A familiar yet fascinating number: √2. We all know it. But did you know that, once upon a time, mathematicians lost sleep trying to prove why the square root of 2 irrational?
A new proof recently surfaced. Well, “new” might be a stretch—but its approach is definitely different. The classic proof says: suppose √2 = p/q in lowest terms. Turns out, both p and q must be even. That’s a contradiction. Elegant and direct.
This new proof? It starts the same way: assume √2 is rational, so we can write it as p/q. Then we define a set of positive integers that, when multiplied by √2, give natural numbers. Let’s call the smallest such number k.
Now here’s where it gets fun. Take the expression k*(√2 – 1). Crunch the numbers, do the math, and you end up with another natural number. But this new number is smaller than k. Wait… wasn’t k supposed to be the smallest? Boom. Contradiction. That means our assumption—that √2 is rational—goes out the window.
What makes this proof charming? It leans on real numbers, sets, and concepts like infimum. It doesn’t play the “even or odd” game. Instead, it calls the idea of “the smallest element” to the stage and lets the contradiction unravel from there.

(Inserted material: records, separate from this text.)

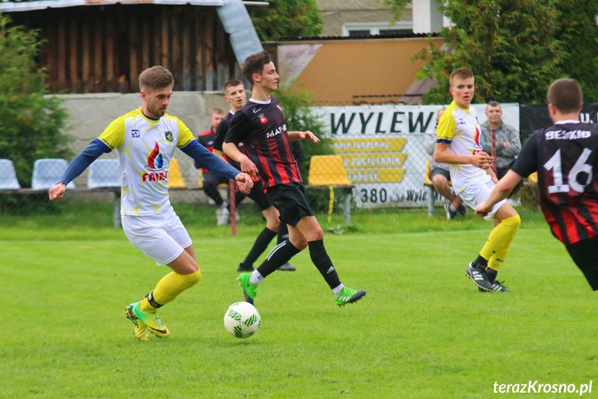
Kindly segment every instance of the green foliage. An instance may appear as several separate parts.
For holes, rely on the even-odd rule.
[[[559,12],[554,0],[448,0],[445,15],[454,26],[439,33],[450,51],[431,42],[416,56],[427,61],[418,78],[440,87],[423,96],[427,103],[446,103],[450,72],[459,67],[475,75],[474,102],[492,96],[501,102],[542,103],[546,88],[561,76]]]
[[[270,0],[269,3],[267,8],[250,9],[262,42],[317,36],[322,33],[322,17],[316,0]]]
[[[37,32],[10,24],[0,15],[0,158],[12,160],[21,187],[30,187],[35,160],[69,155],[69,137],[62,131],[68,114],[61,100],[44,96]]]
[[[559,65],[563,76],[579,82],[585,101],[598,101],[598,1],[557,0],[556,3],[560,21]]]

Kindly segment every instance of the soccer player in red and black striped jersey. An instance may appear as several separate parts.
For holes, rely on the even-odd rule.
[[[572,79],[554,81],[546,100],[554,124],[525,142],[476,213],[485,214],[522,178],[538,172],[540,204],[553,235],[598,291],[598,125],[579,121],[581,89]]]
[[[309,246],[310,257],[332,289],[339,306],[363,298],[365,291],[343,285],[324,246],[322,228],[313,216],[301,173],[291,151],[290,142],[318,139],[310,131],[289,132],[278,100],[270,96],[278,89],[279,75],[267,51],[252,54],[243,67],[252,83],[252,98],[238,111],[225,138],[225,153],[252,176],[263,180],[266,197],[280,212],[289,229],[289,239],[277,245],[252,273],[241,273],[238,280],[247,302],[253,303],[258,284],[293,255]],[[236,144],[243,142],[249,155]]]
[[[218,157],[225,159],[225,160],[233,165],[234,167],[236,167],[240,170],[241,165],[238,162],[231,160],[224,154],[222,152],[222,143],[224,142],[225,137],[229,131],[229,127],[230,127],[233,115],[245,105],[247,98],[247,94],[245,93],[243,83],[240,80],[229,80],[225,83],[222,89],[225,92],[225,101],[231,105],[231,110],[220,121],[216,128],[213,153]],[[238,148],[241,151],[245,151],[243,143],[239,143]],[[281,238],[282,237],[285,235],[288,237],[288,229],[286,225],[283,223],[280,223],[280,219],[279,219],[280,214],[278,210],[273,207],[266,198],[266,194],[264,193],[263,186],[262,185],[261,178],[258,176],[255,178],[253,178],[253,180],[254,187],[252,188],[249,194],[247,194],[247,196],[252,199],[259,207],[262,215],[263,215],[264,219],[266,220],[266,226],[258,235],[245,260],[239,264],[237,271],[253,271],[254,262],[267,248],[268,245],[274,237],[276,235],[279,236],[279,243],[284,241]],[[237,192],[237,195],[235,195],[235,201],[237,205],[245,197],[243,194],[238,195],[238,194],[239,192]],[[295,267],[287,262],[279,267],[279,269],[293,271],[295,270]]]

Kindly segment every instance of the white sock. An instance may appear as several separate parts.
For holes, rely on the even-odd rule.
[[[249,282],[251,282],[254,285],[257,285],[263,279],[264,276],[260,274],[260,272],[258,271],[257,269],[256,269],[252,272],[252,276],[249,278]]]
[[[334,293],[335,296],[338,296],[339,295],[340,295],[340,290],[342,289],[343,287],[344,287],[344,286],[341,282],[337,287],[335,287],[334,288],[332,289],[332,291],[333,291],[333,293]]]

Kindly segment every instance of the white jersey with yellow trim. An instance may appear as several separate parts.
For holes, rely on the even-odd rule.
[[[452,101],[442,114],[436,130],[436,142],[448,144],[447,151],[459,155],[473,155],[482,151],[480,123],[473,107],[464,110]],[[467,187],[492,181],[486,171],[471,164],[450,164],[450,181],[459,193]]]
[[[122,182],[121,214],[157,214],[168,208],[168,172],[176,147],[193,135],[183,122],[165,114],[159,119],[140,108],[117,118],[95,141],[116,149]]]

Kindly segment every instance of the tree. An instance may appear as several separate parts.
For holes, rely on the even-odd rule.
[[[598,1],[561,0],[557,8],[559,65],[564,76],[579,82],[585,101],[598,101]]]
[[[36,160],[69,155],[70,137],[62,131],[68,114],[61,100],[44,96],[46,74],[35,62],[37,32],[10,22],[0,15],[0,158],[12,160],[21,186],[29,187]]]
[[[271,0],[269,7],[255,7],[250,13],[262,42],[322,33],[322,14],[316,0]]]
[[[442,7],[454,24],[439,35],[442,51],[430,42],[416,56],[427,61],[418,78],[440,84],[424,102],[450,101],[448,77],[459,67],[475,75],[475,102],[491,96],[502,102],[544,102],[546,88],[561,76],[559,12],[554,0],[448,0]]]

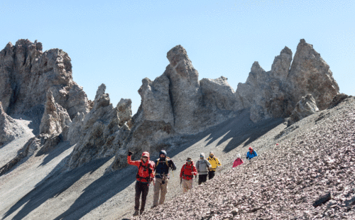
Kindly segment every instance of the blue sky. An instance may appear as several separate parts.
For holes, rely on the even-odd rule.
[[[228,78],[235,90],[254,61],[270,70],[288,46],[313,45],[340,92],[355,95],[355,1],[0,1],[0,48],[21,38],[60,48],[93,99],[104,83],[114,106],[141,104],[141,79],[160,76],[166,53],[182,45],[200,79]],[[2,45],[2,46],[1,46]]]

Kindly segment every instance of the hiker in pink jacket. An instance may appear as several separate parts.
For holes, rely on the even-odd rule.
[[[240,165],[243,163],[244,163],[243,160],[241,158],[241,155],[238,154],[238,155],[236,156],[236,159],[234,160],[234,163],[233,163],[233,169],[234,169],[235,167]]]

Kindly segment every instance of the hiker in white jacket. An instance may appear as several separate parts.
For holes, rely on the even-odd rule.
[[[196,163],[196,169],[199,174],[199,185],[207,180],[208,170],[211,168],[211,163],[204,159],[204,153],[201,153],[200,160]]]

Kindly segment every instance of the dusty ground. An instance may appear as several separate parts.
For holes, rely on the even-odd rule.
[[[354,100],[351,102],[351,106],[350,104],[348,104],[354,109]],[[336,116],[338,114],[337,111],[343,111],[342,109],[344,108],[338,109],[338,107],[335,107],[328,111],[334,112],[332,114]],[[217,170],[217,176],[215,179],[207,183],[211,187],[215,187],[222,184],[218,181],[222,180],[222,177],[230,177],[232,179],[238,177],[237,179],[240,180],[241,173],[237,173],[237,170],[234,172],[231,171],[233,160],[238,153],[242,155],[246,154],[248,146],[252,145],[260,155],[260,158],[255,160],[256,162],[261,161],[259,163],[263,164],[262,160],[271,160],[270,164],[274,164],[275,163],[273,163],[272,160],[281,160],[283,156],[283,154],[278,155],[278,148],[275,148],[276,143],[280,143],[278,145],[280,149],[287,148],[297,149],[299,148],[298,145],[292,145],[290,141],[295,140],[296,138],[305,138],[307,132],[311,131],[314,133],[317,133],[318,130],[314,130],[315,128],[322,129],[323,127],[317,127],[315,121],[320,114],[328,112],[327,111],[311,116],[302,120],[300,123],[295,123],[284,130],[286,126],[283,123],[283,119],[269,119],[254,124],[248,119],[248,111],[245,110],[241,113],[239,117],[236,117],[217,126],[209,128],[196,136],[187,136],[178,138],[176,141],[177,144],[173,146],[171,149],[168,150],[168,154],[175,163],[178,170],[180,170],[185,163],[187,157],[192,157],[194,160],[197,160],[201,152],[208,154],[210,150],[213,150],[223,165],[222,169]],[[324,119],[330,117],[331,115],[326,115]],[[321,122],[322,120],[319,121]],[[327,122],[324,126],[329,125],[328,123],[332,123],[332,122]],[[299,126],[299,128],[297,128],[297,126]],[[301,134],[304,136],[302,136]],[[280,138],[275,138],[275,137]],[[298,141],[298,139],[297,141]],[[300,141],[293,143],[300,143]],[[133,214],[136,167],[129,166],[114,173],[104,175],[105,169],[113,160],[113,158],[107,158],[106,160],[95,161],[70,172],[65,172],[64,168],[67,158],[67,156],[72,150],[72,148],[73,146],[70,146],[67,143],[61,143],[55,150],[49,154],[30,158],[24,163],[13,167],[11,172],[0,177],[0,216],[1,216],[1,219],[131,219]],[[0,149],[0,155],[1,154],[1,150],[2,149]],[[295,153],[300,153],[300,150],[296,150]],[[301,157],[301,155],[299,155],[298,156]],[[291,157],[291,155],[290,157]],[[310,161],[307,162],[307,165],[312,163],[311,158],[309,159]],[[278,163],[281,165],[280,163],[281,162]],[[283,170],[283,170],[281,172],[282,175],[285,175],[285,173],[293,174],[294,170],[288,170],[287,165],[284,163],[282,163],[282,165],[285,167]],[[245,169],[246,172],[251,172],[251,170],[254,170],[252,169],[256,169],[256,165],[248,165],[248,163],[247,163],[244,166],[245,168],[242,167],[242,169]],[[233,175],[236,175],[236,176],[233,176]],[[256,176],[253,176],[253,181],[255,182],[261,175],[261,172]],[[270,175],[275,178],[274,181],[275,182],[279,182],[276,175],[272,175],[272,173]],[[354,174],[352,175],[354,176]],[[165,209],[162,213],[174,212],[173,210],[175,209],[172,207],[176,206],[177,202],[179,201],[175,199],[180,199],[182,197],[178,176],[179,171],[177,170],[170,180],[169,191],[166,199],[167,204],[162,207],[161,209],[159,207],[160,211],[162,209]],[[269,176],[266,175],[266,177]],[[258,181],[261,182],[262,178],[260,178],[261,180]],[[246,183],[250,180],[247,180],[246,176],[244,176],[243,180],[244,181],[240,182],[234,181],[237,183],[239,182],[238,184],[245,182],[245,185],[248,185]],[[286,181],[285,180],[285,181]],[[282,181],[280,183],[284,184],[285,182]],[[227,183],[225,182],[225,184]],[[228,184],[228,187],[232,188],[231,182]],[[236,199],[247,199],[245,197],[248,196],[248,194],[243,195],[240,193],[236,193],[236,189],[241,187],[245,187],[245,186],[241,185],[236,185],[235,186],[236,188],[234,189],[234,193]],[[195,187],[194,189],[193,192],[195,192],[193,193],[204,195],[207,195],[207,192],[210,193],[212,190],[209,189],[204,191],[204,187]],[[277,195],[279,193],[276,194],[276,192],[275,192],[273,194]],[[153,209],[152,210],[153,212],[148,213],[152,204],[152,186],[148,197],[148,199],[146,207],[147,216],[153,216],[152,219],[156,219],[157,217],[152,216],[152,214],[158,214],[158,211],[160,211]],[[220,198],[221,197],[216,197]],[[272,198],[275,201],[278,199],[277,197]],[[231,197],[230,199],[234,198]],[[189,198],[189,199],[193,199]],[[289,198],[289,199],[292,199],[292,198]],[[246,203],[246,206],[248,204]],[[239,206],[239,204],[237,206]],[[237,207],[236,206],[236,207]],[[270,206],[270,207],[271,208],[266,210],[272,209],[272,207]],[[238,208],[242,209],[240,207]],[[177,216],[177,217],[189,219],[188,216],[191,216],[190,213],[195,214],[194,211],[187,211],[185,214],[187,214],[187,216],[185,218],[180,216]],[[208,218],[211,216],[211,218],[214,217],[216,219],[220,219],[218,216],[214,216],[214,212],[212,215],[206,214],[208,211],[202,212],[198,213],[200,219],[201,217]],[[178,211],[176,213],[178,214]],[[239,211],[238,214],[239,216],[242,217],[241,219],[245,217],[249,219],[249,216],[241,215],[241,212]],[[258,211],[256,211],[256,214],[259,214]],[[161,216],[160,214],[159,219]],[[172,216],[176,216],[173,215]],[[196,216],[195,216],[194,218],[196,219]],[[235,216],[235,217],[236,216]],[[253,216],[253,218],[256,217]],[[168,219],[168,218],[165,219]]]
[[[137,219],[355,219],[355,99],[292,130],[255,159]],[[256,142],[271,144],[266,138]]]

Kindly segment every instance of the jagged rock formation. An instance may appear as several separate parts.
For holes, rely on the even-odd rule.
[[[22,127],[4,111],[0,101],[0,145],[15,139],[23,133]]]
[[[54,101],[52,92],[47,92],[47,102],[40,125],[40,133],[60,134],[67,139],[69,124],[72,122],[67,110]]]
[[[317,107],[315,100],[312,94],[308,94],[302,97],[302,99],[297,102],[295,109],[292,112],[288,121],[288,126],[290,126],[295,122],[310,116],[319,111],[320,109]]]
[[[348,96],[346,94],[342,93],[342,94],[338,94],[335,97],[334,97],[333,100],[332,100],[332,102],[329,104],[329,109],[332,109],[337,106],[339,103],[343,101],[345,99],[351,97],[352,96]]]
[[[170,65],[164,75],[170,82],[174,126],[177,131],[185,132],[193,126],[192,123],[196,121],[195,113],[202,105],[199,74],[181,45],[177,45],[168,52],[167,57]]]
[[[292,52],[285,47],[275,57],[271,71],[266,72],[255,62],[246,83],[239,83],[236,99],[239,109],[251,108],[251,119],[257,122],[264,119],[290,115],[293,109],[287,93],[287,76],[292,60]]]
[[[142,97],[144,119],[149,121],[163,121],[174,126],[174,115],[169,96],[169,79],[162,75],[154,82],[148,78],[142,80],[138,93]]]
[[[200,81],[204,106],[231,111],[237,109],[234,90],[227,79],[222,76],[216,79],[202,79]]]
[[[231,161],[231,167],[202,186],[194,182],[185,194],[175,189],[177,197],[134,219],[353,219],[351,99],[236,169]]]
[[[67,53],[59,49],[43,53],[40,43],[20,40],[0,52],[0,77],[4,79],[0,101],[11,114],[31,113],[41,119],[40,133],[61,134],[76,144],[70,169],[116,153],[115,170],[125,161],[128,149],[154,153],[168,147],[170,138],[204,131],[241,109],[250,108],[254,122],[287,117],[308,93],[320,109],[327,107],[339,92],[329,66],[304,40],[291,65],[292,55],[285,47],[269,72],[255,62],[246,83],[239,84],[234,92],[224,77],[199,81],[186,50],[177,45],[167,53],[164,73],[153,82],[142,80],[141,104],[132,118],[131,100],[121,99],[114,108],[104,84],[94,101],[88,100],[72,80]]]
[[[18,40],[0,51],[0,101],[6,113],[40,120],[48,90],[71,119],[89,111],[85,93],[72,80],[70,57],[62,50],[43,53],[40,43]]]
[[[15,138],[15,134],[11,128],[13,123],[15,121],[4,111],[0,101],[0,145]]]
[[[329,66],[313,49],[313,45],[301,39],[290,70],[290,94],[293,100],[300,100],[311,94],[320,110],[327,109],[339,93],[339,86],[333,78]]]
[[[311,94],[323,110],[339,93],[329,65],[304,39],[298,44],[292,65],[291,61],[292,52],[285,47],[275,57],[271,71],[266,72],[256,62],[246,83],[238,84],[238,109],[251,108],[253,121],[290,116],[307,94]]]
[[[168,52],[167,57],[170,64],[161,76],[153,82],[142,80],[138,90],[142,101],[133,118],[134,125],[109,171],[126,166],[128,149],[157,153],[171,145],[173,137],[198,133],[236,116],[234,91],[226,78],[199,82],[198,72],[181,45]]]
[[[114,155],[129,134],[132,124],[131,99],[122,99],[114,108],[105,90],[106,86],[101,84],[90,112],[78,114],[70,124],[69,140],[77,143],[70,154],[69,169]]]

Now let’s be honest: this isn’t a proof you show high school students on a sleepy Tuesday morning. You have to accept the existence of real numbers. You have to understand sets. It’s a bit more mature, mathematically speaking.
Still, it’s beautiful. Why? Because reaching the same result through a different path is always worth celebrating in math. Seeing multiple routes stretches how we think. And if you can formalize that route in a system like Isabelle/HOL, then math becomes part art, part engineering.
If you’re into clever and creative proofs like this, you might enjoy browsing this list: 30+ Best Math Proof Books to Learn Mathematical Thinking
Bottom line: √2 is irrational. This time we proved it a different way. Same destination, new perspective. And sometimes, that’s all it takes to keep things exciting.